Astronomers can’t go back in time to observe how the solar system was formed, but they can observe planets that are forming now and use computer simulations to help them better understand the process.

A New Mexico State University astronomy professor is part of a team of scientists that wrote a paper published this month in the journal “Nature” that has identified a protoplanet in another star system that may be forming differently than expected. It is the first system in which the evidence points to this alternative theory of planet formation.

The paper “Images of embedded Jovian planet formation at a wide separation around AB Aurigae” was published in the May 9 edition of the journal “Nature” and co-authored by Wladimir Lyra, a New Mexico State University astronomy associate professor.

“The ultimate arbiter of science is nature. We need to observe what nature does. Then to advance our knowledge, we build models to explain our observations,” said Lyra, who builds computer models based on astronomical data.

The recent paper is a result of Lyra’s collaboration among a group of scientists including lead author, Thayne Currie, an astrophysicist at NASA-Ames Research Center and the Subaru Telescope. Currie, along with other researchers, shared observational data of the protoplanet forming around AB Aurigae, a very young star in the Auriga constellation about 531 light years from the Sun.

“It's not even a baby planet. It's an embryo planet,” Lyra said. “It's a planet that is still embedded in the disc. These planets form from gas and dust around young stars. That's how the Earth and other planets around the Sun were formed.”

Using the Subaru Telescope and the Hubble Space Telescope, researchers found the data on this particular protoplanet was intriguing and not easily explainable. Lyra created a computer simulation to match the observations and better understand the process of how this massive gas giant planet is forming.

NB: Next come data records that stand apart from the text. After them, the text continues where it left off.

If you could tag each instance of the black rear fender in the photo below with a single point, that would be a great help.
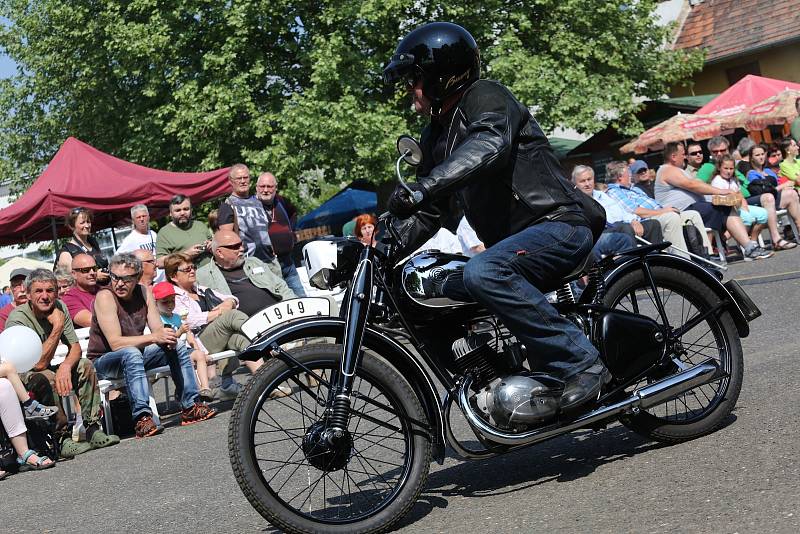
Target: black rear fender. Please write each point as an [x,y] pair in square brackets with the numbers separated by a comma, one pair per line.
[628,264]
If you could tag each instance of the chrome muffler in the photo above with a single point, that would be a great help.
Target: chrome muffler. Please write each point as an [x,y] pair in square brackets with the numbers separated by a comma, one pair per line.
[643,398]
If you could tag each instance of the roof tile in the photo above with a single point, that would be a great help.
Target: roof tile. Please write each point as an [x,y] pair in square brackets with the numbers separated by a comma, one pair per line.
[724,27]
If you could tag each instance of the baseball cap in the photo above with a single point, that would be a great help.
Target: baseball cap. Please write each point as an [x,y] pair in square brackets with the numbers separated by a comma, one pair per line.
[638,166]
[163,290]
[21,272]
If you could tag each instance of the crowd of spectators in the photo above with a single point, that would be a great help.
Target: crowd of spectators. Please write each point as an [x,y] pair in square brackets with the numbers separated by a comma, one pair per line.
[166,298]
[737,195]
[176,296]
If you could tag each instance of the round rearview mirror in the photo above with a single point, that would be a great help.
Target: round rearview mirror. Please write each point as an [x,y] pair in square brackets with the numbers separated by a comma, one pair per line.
[410,150]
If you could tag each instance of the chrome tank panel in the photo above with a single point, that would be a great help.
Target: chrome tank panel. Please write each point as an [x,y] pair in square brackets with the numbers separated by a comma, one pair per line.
[423,277]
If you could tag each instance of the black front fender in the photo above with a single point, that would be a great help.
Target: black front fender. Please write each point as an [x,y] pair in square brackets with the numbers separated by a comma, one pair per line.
[629,264]
[388,348]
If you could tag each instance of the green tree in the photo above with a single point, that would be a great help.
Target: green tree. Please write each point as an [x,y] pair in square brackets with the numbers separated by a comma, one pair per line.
[294,87]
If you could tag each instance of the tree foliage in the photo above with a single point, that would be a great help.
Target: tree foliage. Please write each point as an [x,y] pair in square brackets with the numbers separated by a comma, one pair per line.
[294,87]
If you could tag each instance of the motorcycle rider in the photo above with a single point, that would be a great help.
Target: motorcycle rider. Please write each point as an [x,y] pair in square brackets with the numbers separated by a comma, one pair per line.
[484,146]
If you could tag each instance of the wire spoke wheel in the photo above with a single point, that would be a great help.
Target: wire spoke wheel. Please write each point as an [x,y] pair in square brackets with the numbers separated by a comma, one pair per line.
[299,472]
[684,299]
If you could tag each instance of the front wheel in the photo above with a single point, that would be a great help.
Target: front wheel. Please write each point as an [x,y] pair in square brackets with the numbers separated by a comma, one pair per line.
[364,481]
[683,297]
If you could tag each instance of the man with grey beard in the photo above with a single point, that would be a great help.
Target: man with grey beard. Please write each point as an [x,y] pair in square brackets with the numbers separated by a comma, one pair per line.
[256,284]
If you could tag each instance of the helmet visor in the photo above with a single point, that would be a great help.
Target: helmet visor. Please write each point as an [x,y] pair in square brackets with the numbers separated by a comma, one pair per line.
[401,68]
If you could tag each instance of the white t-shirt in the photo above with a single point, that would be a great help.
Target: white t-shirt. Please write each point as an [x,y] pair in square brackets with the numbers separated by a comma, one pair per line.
[721,183]
[135,240]
[467,237]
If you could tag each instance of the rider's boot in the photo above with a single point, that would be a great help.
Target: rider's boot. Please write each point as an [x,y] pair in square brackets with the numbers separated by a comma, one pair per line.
[584,387]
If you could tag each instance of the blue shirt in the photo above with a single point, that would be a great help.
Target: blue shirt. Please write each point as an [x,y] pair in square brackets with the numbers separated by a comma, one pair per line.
[614,211]
[631,199]
[173,320]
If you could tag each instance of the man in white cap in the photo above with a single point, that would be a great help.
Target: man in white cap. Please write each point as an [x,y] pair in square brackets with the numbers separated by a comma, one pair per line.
[18,294]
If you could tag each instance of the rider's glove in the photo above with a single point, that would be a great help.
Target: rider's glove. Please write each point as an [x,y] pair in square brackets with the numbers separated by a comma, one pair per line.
[403,205]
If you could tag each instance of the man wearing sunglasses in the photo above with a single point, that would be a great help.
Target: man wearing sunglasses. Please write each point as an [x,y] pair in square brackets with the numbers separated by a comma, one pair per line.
[694,158]
[18,294]
[255,283]
[80,297]
[45,315]
[119,348]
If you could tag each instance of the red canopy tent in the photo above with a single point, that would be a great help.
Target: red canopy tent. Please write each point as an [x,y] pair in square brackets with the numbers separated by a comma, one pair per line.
[747,92]
[81,175]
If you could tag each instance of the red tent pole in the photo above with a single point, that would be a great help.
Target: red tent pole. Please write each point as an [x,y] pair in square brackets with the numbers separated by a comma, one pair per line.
[55,236]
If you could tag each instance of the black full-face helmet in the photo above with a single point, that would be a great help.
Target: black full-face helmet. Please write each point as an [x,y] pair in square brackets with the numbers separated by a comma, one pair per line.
[443,55]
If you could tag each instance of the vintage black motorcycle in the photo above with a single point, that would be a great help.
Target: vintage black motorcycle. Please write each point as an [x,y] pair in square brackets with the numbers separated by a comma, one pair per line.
[349,449]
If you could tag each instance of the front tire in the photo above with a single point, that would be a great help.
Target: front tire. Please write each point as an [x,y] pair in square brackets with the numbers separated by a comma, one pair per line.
[366,488]
[704,409]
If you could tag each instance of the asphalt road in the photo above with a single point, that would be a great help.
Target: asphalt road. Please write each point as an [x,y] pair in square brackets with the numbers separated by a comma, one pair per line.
[743,478]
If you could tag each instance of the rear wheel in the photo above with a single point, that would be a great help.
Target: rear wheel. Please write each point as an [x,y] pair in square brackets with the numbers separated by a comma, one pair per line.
[299,480]
[703,409]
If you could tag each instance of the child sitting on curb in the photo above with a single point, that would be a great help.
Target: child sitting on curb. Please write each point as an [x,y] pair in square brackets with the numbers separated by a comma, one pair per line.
[164,294]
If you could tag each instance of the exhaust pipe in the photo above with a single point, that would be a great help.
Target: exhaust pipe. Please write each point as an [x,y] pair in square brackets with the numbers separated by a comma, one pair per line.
[643,398]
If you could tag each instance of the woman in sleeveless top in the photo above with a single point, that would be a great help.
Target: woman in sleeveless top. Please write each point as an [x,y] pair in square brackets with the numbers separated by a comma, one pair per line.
[79,221]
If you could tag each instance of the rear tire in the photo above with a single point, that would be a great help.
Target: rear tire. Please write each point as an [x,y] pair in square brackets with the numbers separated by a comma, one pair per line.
[250,467]
[704,409]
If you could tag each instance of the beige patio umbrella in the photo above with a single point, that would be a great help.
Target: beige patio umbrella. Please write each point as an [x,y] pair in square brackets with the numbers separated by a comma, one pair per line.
[677,128]
[778,109]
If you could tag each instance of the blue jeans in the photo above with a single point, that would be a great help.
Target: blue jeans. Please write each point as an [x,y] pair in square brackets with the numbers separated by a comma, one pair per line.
[609,243]
[505,277]
[132,363]
[290,276]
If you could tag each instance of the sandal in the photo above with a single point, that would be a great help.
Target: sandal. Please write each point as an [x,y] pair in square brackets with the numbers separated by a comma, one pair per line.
[100,439]
[37,410]
[38,465]
[70,449]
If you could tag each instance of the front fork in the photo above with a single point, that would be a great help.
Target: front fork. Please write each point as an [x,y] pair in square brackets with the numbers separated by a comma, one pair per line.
[357,311]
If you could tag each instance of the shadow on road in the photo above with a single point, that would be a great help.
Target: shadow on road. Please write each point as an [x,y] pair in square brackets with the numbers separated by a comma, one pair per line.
[568,458]
[565,459]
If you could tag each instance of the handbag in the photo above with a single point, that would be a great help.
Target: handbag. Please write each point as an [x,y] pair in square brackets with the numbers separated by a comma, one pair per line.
[762,186]
[42,437]
[726,200]
[8,456]
[210,298]
[694,239]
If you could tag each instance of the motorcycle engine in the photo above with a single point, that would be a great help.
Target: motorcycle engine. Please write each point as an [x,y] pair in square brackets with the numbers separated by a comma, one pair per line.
[506,393]
[523,400]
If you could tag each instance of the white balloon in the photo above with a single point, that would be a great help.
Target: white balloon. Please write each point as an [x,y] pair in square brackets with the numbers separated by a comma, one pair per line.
[21,346]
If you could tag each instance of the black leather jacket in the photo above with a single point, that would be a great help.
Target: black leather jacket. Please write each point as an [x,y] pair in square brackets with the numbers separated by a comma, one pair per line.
[490,152]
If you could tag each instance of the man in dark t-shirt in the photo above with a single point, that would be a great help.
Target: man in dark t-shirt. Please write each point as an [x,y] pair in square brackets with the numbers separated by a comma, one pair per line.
[119,348]
[282,217]
[244,213]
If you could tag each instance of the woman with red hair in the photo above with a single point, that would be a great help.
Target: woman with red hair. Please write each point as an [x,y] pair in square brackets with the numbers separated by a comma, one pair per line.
[365,228]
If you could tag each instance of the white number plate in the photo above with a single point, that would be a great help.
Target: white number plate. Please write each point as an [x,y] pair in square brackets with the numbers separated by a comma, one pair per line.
[282,312]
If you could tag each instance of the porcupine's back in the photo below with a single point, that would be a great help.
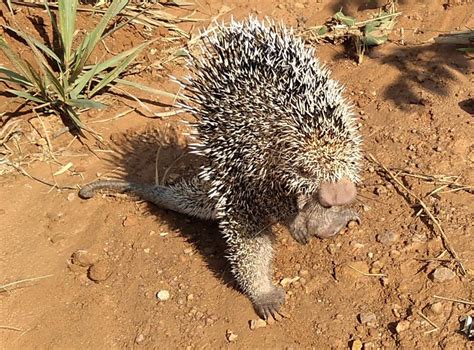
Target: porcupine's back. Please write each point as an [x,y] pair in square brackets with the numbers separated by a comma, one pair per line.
[267,112]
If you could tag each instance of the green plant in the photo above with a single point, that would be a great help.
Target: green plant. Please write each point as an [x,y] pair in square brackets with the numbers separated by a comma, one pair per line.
[62,79]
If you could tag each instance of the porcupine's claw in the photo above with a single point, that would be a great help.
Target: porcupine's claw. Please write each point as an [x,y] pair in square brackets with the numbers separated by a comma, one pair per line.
[268,304]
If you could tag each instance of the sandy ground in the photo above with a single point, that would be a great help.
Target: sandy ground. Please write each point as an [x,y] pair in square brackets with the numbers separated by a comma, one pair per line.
[376,285]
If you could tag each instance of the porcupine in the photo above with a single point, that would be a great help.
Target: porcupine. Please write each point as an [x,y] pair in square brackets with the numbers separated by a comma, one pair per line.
[280,143]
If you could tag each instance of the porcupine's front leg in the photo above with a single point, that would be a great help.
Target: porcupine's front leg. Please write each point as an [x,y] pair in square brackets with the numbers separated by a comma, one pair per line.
[250,256]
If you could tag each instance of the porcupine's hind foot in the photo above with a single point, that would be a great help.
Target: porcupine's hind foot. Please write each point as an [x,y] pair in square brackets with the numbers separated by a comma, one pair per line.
[269,304]
[250,255]
[314,220]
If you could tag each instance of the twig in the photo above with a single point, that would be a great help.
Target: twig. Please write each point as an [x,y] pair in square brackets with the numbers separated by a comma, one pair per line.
[120,115]
[367,274]
[157,157]
[23,172]
[8,285]
[435,221]
[459,301]
[11,328]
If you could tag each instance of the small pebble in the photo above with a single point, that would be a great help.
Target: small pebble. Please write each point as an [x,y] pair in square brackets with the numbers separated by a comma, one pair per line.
[352,224]
[356,345]
[255,324]
[83,258]
[387,237]
[163,295]
[442,274]
[436,308]
[130,220]
[402,326]
[139,339]
[99,272]
[366,317]
[230,336]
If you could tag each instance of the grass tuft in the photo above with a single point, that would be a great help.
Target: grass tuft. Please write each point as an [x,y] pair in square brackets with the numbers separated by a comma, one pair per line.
[61,78]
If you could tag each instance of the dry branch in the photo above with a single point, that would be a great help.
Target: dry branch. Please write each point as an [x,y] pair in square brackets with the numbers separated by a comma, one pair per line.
[437,224]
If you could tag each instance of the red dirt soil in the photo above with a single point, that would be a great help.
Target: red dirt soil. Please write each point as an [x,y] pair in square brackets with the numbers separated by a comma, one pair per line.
[373,285]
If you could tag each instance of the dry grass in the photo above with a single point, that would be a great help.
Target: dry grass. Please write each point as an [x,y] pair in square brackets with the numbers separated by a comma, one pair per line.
[436,222]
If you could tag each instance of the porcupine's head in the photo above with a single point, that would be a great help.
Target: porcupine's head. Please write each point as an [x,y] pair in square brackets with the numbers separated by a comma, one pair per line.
[265,104]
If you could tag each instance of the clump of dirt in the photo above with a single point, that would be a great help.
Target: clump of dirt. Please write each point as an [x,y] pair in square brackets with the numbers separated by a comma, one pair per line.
[121,273]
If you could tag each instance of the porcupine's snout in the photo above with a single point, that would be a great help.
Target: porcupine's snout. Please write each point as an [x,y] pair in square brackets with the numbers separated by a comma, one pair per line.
[337,193]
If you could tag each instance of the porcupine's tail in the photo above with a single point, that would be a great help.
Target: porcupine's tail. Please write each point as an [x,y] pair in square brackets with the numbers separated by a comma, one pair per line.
[185,197]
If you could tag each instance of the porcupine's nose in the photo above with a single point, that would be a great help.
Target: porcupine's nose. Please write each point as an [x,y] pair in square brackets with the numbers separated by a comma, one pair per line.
[337,193]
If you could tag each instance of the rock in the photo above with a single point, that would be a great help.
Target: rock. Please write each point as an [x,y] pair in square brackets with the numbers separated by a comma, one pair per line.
[442,274]
[163,295]
[369,346]
[356,345]
[352,224]
[230,336]
[304,273]
[83,258]
[402,326]
[255,324]
[130,220]
[348,271]
[139,339]
[99,271]
[287,281]
[387,237]
[436,308]
[367,317]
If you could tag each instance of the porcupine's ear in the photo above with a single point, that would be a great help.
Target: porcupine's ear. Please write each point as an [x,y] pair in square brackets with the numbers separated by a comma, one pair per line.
[337,193]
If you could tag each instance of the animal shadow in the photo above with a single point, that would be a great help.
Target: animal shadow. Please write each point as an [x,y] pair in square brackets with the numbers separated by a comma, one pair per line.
[160,155]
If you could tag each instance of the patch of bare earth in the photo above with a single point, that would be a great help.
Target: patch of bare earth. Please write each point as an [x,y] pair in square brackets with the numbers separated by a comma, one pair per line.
[388,283]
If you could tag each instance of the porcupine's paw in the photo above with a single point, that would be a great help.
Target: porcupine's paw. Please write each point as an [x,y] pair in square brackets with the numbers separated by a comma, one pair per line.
[299,232]
[268,304]
[335,219]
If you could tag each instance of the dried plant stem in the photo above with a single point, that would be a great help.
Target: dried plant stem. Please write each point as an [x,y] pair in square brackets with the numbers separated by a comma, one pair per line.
[11,328]
[12,284]
[459,301]
[24,172]
[442,234]
[365,273]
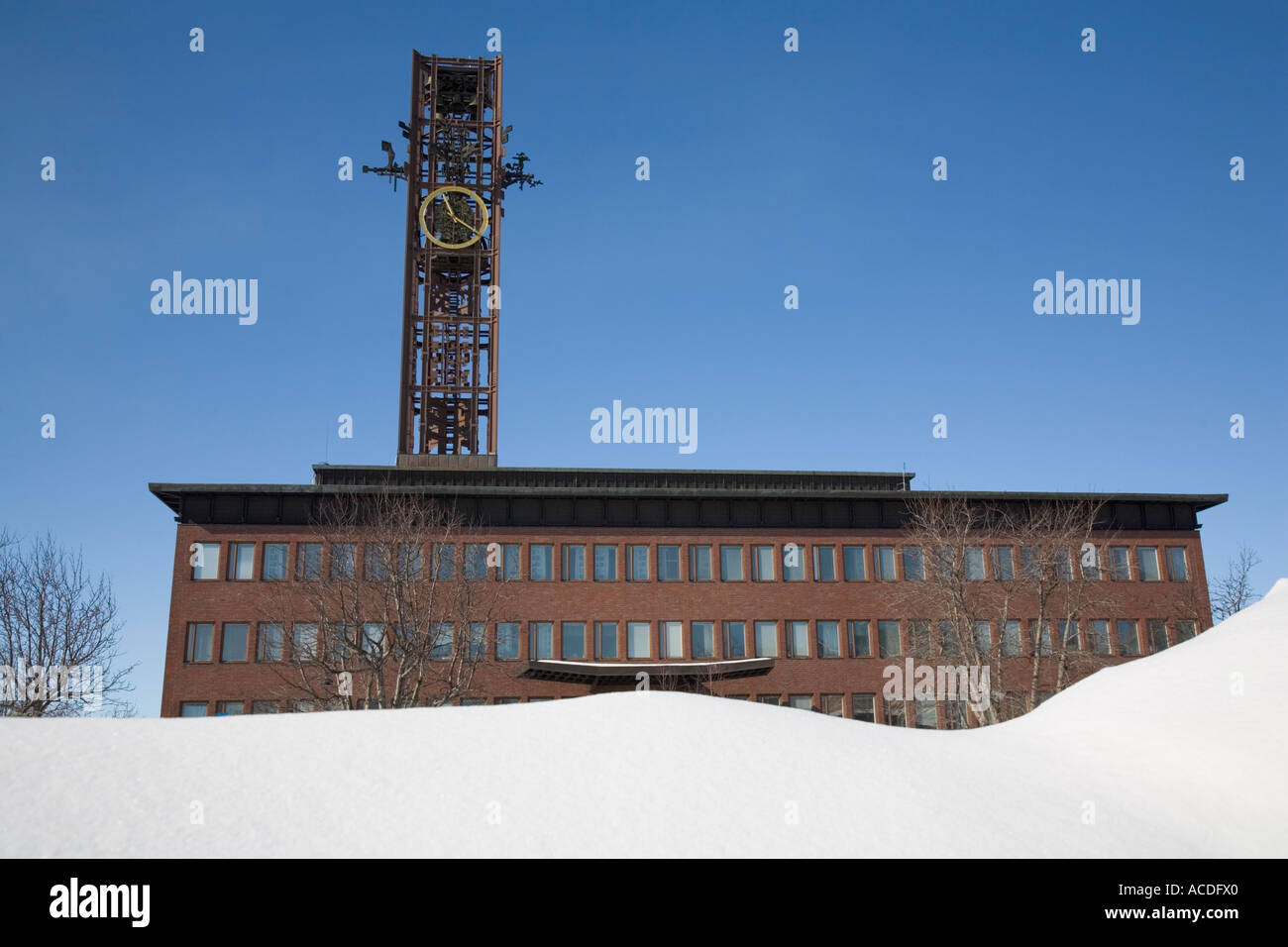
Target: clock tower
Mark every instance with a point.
(451, 285)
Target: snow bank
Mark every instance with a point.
(1179, 754)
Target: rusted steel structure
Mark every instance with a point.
(449, 390)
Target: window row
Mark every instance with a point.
(610, 641)
(673, 564)
(870, 707)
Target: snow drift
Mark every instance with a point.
(1177, 754)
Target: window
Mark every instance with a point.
(794, 564)
(605, 564)
(541, 641)
(507, 641)
(605, 639)
(636, 639)
(574, 634)
(730, 564)
(205, 566)
(1063, 565)
(1146, 564)
(308, 566)
(983, 637)
(339, 642)
(241, 561)
(669, 564)
(410, 561)
(443, 562)
(949, 642)
(441, 639)
(888, 638)
(342, 561)
(913, 564)
(540, 562)
(896, 715)
(1120, 565)
(638, 564)
(828, 637)
(1004, 564)
(884, 561)
(373, 638)
(863, 706)
(798, 639)
(1043, 638)
(699, 564)
(735, 639)
(476, 562)
(575, 564)
(235, 642)
(1128, 639)
(767, 638)
(956, 714)
(945, 564)
(824, 567)
(304, 642)
(853, 561)
(702, 637)
(274, 562)
(1012, 643)
(201, 637)
(925, 715)
(671, 634)
(1099, 629)
(861, 641)
(269, 642)
(921, 638)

What they found is unexpected.

“On this particular observation, what was observed was a planet 10 times more massive than Jupiter at a distance from the star that is twice the distance that Pluto is from the sun,” Lyra said. “This planet is still embedded in the disc. It is also still very hot. You can see the object is still glowing from its formation.”

For decades, scientists have relied on two theories of how planets and stars form. One is core accretion, also known as “bottom up,” when small bodies about the size of an asteroid, collide and coalesce in a disk cloud, eventually adding gasses and growing massive planets the size of Jupiter or Saturn.

The second theory of planet formation is gravitational instability, also known as “top down.” This theory begins with a massive disc of dust and gas so large that it ends up fragmenting. In a disc around a star, these fragments collapse from the top down and are about as massive as Jupiter. This is the process by which massive stars form in a galaxy.

While the theory of gravitational instability forming planets has been around for decades, there has been no clear-cut case that demonstrates a planet could be formed in that way. The “Nature” article outlines evidence that the protoplanet observed around AB Aurigae is such a planet, countering long established theories.

“I think that the main message from a theoretical perspective from this paper is that this is a system for which gravitational instability is a plausible mechanism for formation of this protoplanet,” Lyra said. “There are several independent lines of evidence that point toward gravitational instability.”

Lyra emphasized while the evidence points to the formation of this protoplanet by gravitational instability, so far it doesn’t disprove the possibility of it forming through the core accretion method.

The team will continue looking at that system in longer wavelengths, probing deeper into the disc. Lyra called it a “very interesting avenue to explore in the future to see if there are conditions that this planet can still form by core accretion.”